Love, dogs and the future
Valentine’s Day—roughly two weeks in—he told me he loved me. That he was in love with me. I said I felt the same, though in hindsight, I wasn’t there yet. I was falling, not landed. I was caught in the intensity of it all—the attention, the promises, the certainty with which he spoke about us. I was in lust, mesmerized by who he said he was, by everything he said he wanted to do for me, for us.
Any time I expressed concern, stress, or asked how we would handle a real issue, he had the same answer: “We’ll figure it out together. That’s part of the deal.” Nothing was ever a big problem to him—at least not when it came to the relationship. He had a way of making me feel like I was overreacting, like my instincts were unnecessary because everything would always be fine.
He constantly professed his love—how much he loved me, loved what we were building, how we could work through anything.

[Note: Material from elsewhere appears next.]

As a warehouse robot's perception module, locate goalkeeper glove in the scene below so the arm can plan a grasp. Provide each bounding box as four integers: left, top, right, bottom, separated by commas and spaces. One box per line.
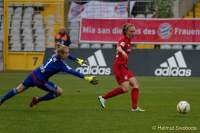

Our days were filled with flirty text messages, lunchtime phone calls, and evenings at his house, sitting outside by the fire with Nora, Gracie, and Penne—his chihuahua curled close. Weekends were for hiking with the dogs, dinners out, and planning a future that felt tangible and shared.
We talked about trips—state parks, national parks, visits to both our families, tropical places meant only for rest and joy. One of our biggest conversations was about traveling somewhere warm and beautiful to spread my mom’s ashes. Somewhere tropical. Somewhere with bungalows over the water. A place she had always dreamed of going.
We talked about my mama often—her cancer, how I spend her birthday, the day she died, Mother’s Day. Those conversations felt sacred. I trusted him with my grief, with the most tender parts of me.
I could never have imagined that one day, he would use those very conversations against me—weaponizing my loss in a way meant not just to hurt, but to devastate.